In 2018, the solo self-employment rate in France was approximately 6.9% of the working population (15-64), slightly below the European Union average (9.7%). Solo self-employed workers accounted for about 5.6% and 8.1% of the working population of women and men respectively, and they were 62.5% of the total self-employed. In the period 2005-2018, there was a sharp rise in the number of solo self-employed workers of approximately 73.7%. Such growth was mainly due to the increase of women, migrant and late-career solo self-employed workers. The expansion of the solo self-employed has involved mainly high-skilled professional positions. Estimations show that 2.7% of the solo self-employed can be classified as economically dependent self-employed (i.e. solo self-employed who work mainly for one client and do not decide their working hours), a share well below the European Union average (4.7%).
In terms of legal status, since there is no definition of independent workers or autonomous workers in French labour law, solo self-employed workers are defined as those workers who are not subordinate. Scholars and case-law have had a fundamental role in France in clarifying the boundaries between employment and self-employment. Key factors that courts consider, among others, are the frequency of the instruction, the monitoring of performance, and power to sanction. Part VII of the Labour Code has extended the scope of labour protection to some workers, such as journalists, performers, home workers, sales representative, etc. French labour law is also characterised by peculiar legal devices concerning the hybrid area of work. In particular, the ‘auto-entrepreneur’ regime concerns self-employed workers pursuing a small scale activity who benefit from a simplified registration process as well as a simplified method of calculating social security contributions and income tax. ‘Salaried entrepreneurs’ are instead freelancers who are employed by Cooperatives d’Activité et d’Emploi, which support project creators in launching new businesses. Moreover, high-skilled workers can opt to work for a portage salarial company, which allows workers to perform jobs for several clients, enjoying administrative services, such as invoicing and recovery of payment. In this way, while working on their projects, both salaried entrepreneurs and porté consultants can benefit from the security and social protection typical of a dependent employment contract.

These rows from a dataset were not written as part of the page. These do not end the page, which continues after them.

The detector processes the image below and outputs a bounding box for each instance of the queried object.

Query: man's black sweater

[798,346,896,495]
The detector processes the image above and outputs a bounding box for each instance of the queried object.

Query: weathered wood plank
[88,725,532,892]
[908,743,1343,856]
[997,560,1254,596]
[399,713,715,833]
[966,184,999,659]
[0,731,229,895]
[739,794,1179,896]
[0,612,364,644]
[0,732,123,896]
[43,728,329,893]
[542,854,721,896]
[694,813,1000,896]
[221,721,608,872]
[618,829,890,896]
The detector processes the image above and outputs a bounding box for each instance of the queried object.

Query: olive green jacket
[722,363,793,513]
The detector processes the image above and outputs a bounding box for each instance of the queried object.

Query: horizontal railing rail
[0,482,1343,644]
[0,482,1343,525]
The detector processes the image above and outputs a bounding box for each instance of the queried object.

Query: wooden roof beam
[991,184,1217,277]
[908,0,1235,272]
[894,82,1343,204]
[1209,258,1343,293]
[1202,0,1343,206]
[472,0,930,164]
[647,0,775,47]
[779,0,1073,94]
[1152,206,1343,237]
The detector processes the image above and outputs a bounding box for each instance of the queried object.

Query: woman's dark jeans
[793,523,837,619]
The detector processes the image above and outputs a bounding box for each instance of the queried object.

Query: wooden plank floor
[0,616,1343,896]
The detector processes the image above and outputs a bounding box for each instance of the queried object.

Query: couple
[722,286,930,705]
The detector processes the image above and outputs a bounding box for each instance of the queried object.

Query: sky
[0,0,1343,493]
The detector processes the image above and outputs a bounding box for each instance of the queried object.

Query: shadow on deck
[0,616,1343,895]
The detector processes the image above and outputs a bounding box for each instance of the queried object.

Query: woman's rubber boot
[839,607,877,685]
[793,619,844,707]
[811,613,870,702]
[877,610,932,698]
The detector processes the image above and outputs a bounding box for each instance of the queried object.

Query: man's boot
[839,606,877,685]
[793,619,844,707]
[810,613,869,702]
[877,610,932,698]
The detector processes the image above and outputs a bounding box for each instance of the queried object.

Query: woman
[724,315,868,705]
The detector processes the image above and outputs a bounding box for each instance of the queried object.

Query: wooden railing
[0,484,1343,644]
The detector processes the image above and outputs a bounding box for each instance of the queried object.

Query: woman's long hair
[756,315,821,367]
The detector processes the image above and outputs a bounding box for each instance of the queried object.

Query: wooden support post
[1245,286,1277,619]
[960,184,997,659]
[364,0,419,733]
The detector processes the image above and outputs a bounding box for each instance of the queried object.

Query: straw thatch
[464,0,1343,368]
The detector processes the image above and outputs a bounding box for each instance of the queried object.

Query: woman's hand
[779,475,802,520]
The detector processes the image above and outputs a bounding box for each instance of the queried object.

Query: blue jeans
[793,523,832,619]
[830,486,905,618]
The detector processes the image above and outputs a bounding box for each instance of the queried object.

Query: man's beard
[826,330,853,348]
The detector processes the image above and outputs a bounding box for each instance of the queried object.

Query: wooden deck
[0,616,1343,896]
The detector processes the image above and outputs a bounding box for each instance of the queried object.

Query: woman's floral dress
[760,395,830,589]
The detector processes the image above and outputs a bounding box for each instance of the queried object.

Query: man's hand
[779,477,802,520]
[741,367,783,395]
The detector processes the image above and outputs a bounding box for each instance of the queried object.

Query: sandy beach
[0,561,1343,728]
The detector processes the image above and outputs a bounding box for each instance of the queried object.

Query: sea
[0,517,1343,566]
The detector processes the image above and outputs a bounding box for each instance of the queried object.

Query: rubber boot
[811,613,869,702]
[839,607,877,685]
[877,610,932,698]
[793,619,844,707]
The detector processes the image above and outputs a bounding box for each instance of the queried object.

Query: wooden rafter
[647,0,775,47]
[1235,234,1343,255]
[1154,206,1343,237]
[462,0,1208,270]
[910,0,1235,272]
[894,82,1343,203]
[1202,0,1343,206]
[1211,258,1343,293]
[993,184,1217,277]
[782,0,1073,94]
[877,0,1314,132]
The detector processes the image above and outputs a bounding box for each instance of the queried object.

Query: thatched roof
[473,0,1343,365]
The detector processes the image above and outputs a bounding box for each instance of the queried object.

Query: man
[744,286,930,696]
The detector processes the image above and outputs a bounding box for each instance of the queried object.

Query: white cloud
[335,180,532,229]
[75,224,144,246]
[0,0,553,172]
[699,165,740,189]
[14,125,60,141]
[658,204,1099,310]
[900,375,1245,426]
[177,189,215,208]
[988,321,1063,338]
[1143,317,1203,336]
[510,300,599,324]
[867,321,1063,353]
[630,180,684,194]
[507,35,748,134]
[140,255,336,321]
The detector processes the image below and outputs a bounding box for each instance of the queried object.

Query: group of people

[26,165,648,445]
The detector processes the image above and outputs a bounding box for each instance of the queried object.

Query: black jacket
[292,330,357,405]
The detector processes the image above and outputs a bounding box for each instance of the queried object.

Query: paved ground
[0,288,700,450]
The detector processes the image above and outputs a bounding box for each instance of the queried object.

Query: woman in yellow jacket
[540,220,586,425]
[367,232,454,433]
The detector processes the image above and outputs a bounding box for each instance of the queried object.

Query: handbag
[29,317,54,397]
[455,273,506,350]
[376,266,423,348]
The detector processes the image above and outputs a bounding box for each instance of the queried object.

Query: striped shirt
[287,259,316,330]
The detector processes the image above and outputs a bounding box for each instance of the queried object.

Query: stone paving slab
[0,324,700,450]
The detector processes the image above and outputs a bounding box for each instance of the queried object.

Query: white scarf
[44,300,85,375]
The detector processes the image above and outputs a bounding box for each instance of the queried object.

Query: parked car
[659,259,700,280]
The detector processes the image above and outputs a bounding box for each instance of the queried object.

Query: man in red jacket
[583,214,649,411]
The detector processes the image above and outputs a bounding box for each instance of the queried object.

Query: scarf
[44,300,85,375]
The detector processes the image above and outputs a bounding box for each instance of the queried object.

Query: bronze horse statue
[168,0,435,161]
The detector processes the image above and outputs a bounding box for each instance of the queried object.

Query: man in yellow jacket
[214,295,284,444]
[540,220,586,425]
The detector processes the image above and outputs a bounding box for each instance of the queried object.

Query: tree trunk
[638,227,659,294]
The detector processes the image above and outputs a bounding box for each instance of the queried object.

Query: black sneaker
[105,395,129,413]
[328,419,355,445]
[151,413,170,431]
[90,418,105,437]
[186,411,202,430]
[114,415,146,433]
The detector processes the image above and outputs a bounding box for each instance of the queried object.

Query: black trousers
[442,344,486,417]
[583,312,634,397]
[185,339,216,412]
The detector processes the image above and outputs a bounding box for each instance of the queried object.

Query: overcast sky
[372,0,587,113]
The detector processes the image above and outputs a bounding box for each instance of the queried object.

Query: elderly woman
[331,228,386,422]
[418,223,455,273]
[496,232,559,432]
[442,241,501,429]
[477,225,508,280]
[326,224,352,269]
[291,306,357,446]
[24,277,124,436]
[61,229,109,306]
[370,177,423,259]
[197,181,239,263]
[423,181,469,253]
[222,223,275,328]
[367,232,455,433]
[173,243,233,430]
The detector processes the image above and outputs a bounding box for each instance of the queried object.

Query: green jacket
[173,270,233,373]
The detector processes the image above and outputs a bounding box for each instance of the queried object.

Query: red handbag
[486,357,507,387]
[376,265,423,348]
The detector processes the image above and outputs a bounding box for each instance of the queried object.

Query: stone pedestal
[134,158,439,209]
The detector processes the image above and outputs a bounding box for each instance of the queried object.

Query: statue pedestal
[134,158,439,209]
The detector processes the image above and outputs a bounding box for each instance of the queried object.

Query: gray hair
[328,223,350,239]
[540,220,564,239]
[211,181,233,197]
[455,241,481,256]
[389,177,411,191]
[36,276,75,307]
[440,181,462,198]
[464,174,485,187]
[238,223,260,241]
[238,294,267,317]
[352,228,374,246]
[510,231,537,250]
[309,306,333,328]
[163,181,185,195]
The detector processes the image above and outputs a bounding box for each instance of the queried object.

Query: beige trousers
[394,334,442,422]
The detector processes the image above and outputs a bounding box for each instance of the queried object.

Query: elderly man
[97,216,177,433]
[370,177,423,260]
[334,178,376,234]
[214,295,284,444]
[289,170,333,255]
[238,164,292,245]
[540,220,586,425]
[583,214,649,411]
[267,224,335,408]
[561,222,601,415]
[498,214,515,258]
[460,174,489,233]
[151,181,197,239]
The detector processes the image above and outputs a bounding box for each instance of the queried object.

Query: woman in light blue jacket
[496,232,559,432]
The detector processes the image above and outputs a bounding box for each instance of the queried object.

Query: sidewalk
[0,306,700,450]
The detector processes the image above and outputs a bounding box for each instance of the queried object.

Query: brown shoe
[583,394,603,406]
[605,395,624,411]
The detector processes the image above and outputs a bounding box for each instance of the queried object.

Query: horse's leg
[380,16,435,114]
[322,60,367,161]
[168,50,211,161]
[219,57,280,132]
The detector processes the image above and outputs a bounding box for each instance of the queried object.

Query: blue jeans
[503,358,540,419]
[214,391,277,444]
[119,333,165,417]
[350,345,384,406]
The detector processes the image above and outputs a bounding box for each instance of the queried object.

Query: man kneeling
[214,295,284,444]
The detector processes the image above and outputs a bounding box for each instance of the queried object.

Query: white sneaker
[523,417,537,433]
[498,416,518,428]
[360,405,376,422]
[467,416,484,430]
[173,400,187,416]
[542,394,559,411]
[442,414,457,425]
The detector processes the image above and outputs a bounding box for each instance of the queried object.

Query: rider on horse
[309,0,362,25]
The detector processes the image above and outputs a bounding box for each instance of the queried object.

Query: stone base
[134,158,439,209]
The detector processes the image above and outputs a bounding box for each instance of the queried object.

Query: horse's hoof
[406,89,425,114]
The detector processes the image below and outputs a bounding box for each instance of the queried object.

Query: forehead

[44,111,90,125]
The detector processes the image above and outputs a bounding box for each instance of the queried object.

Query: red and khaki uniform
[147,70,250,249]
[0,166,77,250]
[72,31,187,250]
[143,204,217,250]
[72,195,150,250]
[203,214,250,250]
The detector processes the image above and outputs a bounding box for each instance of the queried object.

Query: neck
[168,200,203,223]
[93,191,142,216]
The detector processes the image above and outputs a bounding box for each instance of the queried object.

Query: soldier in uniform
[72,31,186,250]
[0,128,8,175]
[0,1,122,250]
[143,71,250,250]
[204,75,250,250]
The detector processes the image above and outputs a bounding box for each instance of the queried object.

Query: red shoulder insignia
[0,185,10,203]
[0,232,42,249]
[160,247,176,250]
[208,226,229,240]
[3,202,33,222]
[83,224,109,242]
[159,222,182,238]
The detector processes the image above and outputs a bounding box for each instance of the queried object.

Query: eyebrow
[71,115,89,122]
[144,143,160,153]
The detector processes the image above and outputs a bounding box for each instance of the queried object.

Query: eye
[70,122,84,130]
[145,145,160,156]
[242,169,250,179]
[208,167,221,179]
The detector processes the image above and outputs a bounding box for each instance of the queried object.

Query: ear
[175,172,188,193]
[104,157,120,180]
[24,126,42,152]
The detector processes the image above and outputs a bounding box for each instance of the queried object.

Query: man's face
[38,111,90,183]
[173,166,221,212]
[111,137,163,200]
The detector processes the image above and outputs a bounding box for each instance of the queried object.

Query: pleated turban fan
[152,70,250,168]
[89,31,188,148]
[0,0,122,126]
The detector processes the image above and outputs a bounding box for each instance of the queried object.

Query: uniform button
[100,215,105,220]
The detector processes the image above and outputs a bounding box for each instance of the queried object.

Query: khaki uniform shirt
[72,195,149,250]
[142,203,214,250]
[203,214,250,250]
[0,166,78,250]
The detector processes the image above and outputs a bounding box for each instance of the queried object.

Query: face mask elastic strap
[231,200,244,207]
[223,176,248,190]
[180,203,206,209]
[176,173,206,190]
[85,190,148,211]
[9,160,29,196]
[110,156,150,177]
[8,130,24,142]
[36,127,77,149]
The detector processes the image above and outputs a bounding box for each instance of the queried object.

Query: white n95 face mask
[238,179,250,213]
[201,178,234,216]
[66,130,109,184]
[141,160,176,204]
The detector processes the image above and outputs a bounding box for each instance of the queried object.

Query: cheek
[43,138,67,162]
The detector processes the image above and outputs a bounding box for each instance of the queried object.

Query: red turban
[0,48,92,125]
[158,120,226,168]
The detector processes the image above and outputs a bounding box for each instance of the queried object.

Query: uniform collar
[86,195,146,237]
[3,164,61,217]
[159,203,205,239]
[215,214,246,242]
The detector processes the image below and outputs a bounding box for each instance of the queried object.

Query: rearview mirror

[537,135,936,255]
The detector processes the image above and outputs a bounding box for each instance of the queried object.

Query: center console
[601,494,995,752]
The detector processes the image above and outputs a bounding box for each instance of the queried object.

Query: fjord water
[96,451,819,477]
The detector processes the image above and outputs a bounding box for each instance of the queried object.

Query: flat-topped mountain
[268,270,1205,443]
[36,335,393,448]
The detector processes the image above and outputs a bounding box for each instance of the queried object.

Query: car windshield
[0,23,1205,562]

As far as collective representation is concerned, trade unions – historically more focused on defending wage-employed workers – have recently tried to represent new categories of self-employed workers. During the project, initiatives were followed within Confédération française démocratique du travail (CFDT), Confédération française de l’encadrement – Confédération générale des cadres (CFE-CGC), Confédération générale du travail (CGT), Force Ouvrière (FO) and Union syndicale Solidaires. After the introduction of the ‘auto-entrepreneur’ regime in 2008 for solo self-employed workers, several associations emerged, both to defend this new simplified regime and to provide services to these workers. In these cases, activities were followed within Union des auto-entrepreneurs (UAE) and Fédération Nationale des auto-entrepreneurs et microentrepreneurs (FNAE). Moreover, although most French employers’ associations represent big firms, interviews were realised within the Union des entreprises de proximité (U2P), which includes mainly tradepersons and craftworkers. Some organisations are also supporting freelancers by giving them the opportunity to become employees. Two cooperatives were analysed, namely Smart and Grands Ensemble, as well as portage salarial companies. Finally, a more grassroots group was also studied: the Collectif des Livreurs Autonomes de Paris (CLAP), which organises platform riders. While conducting the fieldwork in France, the researcher was hosted at the Laboratoire Interdisciplinaire pour la Sociologie Économique (LISE), Conservatoire National des Arts et Métiers (CNAM) in Paris.